One question that came while I was doing Christian/inspirational writing was what I call the “credential question.” People have strong defensive mechanisms, and when you offer advice to others then the natural reaction is for people to ask why they should listen to you. It seems that common sense and life experience will only get you so far if you don’t have an alphabet of credential letters behind your name. Really, who do I think I am telling people how faith applies to everyday life? A normal person that lives each day just like they do – what inspiration could I possibly offer? I escaped this by switching to fiction, where talent and good writing matter more than anything else, but it’s a question sure to come up again if I decide to pursue a sequel.

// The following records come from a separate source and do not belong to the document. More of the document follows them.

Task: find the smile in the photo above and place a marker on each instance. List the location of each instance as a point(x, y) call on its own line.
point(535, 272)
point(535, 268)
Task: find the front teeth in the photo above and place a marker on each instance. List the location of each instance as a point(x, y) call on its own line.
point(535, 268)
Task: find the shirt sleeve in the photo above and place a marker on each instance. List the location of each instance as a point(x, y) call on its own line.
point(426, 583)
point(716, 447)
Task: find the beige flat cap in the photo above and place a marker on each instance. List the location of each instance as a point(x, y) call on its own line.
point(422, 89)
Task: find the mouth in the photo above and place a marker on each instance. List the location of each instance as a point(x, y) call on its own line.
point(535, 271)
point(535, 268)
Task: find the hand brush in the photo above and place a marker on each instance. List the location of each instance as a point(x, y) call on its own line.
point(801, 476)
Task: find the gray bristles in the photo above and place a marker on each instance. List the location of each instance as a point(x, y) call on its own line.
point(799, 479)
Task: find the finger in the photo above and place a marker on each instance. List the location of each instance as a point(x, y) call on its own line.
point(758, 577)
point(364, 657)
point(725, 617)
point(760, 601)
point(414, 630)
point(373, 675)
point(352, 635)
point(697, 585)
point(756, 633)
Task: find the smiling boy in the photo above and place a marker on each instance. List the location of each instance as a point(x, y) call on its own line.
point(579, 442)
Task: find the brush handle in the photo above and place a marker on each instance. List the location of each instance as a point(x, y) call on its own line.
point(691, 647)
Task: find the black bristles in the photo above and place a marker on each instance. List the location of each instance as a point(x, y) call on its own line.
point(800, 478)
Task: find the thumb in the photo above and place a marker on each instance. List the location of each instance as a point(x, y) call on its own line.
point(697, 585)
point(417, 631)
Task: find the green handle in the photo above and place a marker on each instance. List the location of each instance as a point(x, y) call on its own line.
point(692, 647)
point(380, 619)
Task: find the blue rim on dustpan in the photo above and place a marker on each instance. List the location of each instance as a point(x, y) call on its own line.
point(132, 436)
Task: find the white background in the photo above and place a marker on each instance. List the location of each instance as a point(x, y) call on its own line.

I’m not going to waste time worrying about this. I’m primarily a fiction writer, and I’ve published enough books to know that if the Spirit prompts me to write it, then a way will open for it to be published and find readers. If I do decide to move forward with a sequel to Battleground Earth, then people will treat it the same way they treat everything else I’ve published: take it, or leave it. Everybody isn’t going to like everything you do. If I enjoy writing it and learn something from it, then a purpose has been achieved. I’d like for it to reach others and help them, but that’s in the Lord’s hands – as it is with everything I write.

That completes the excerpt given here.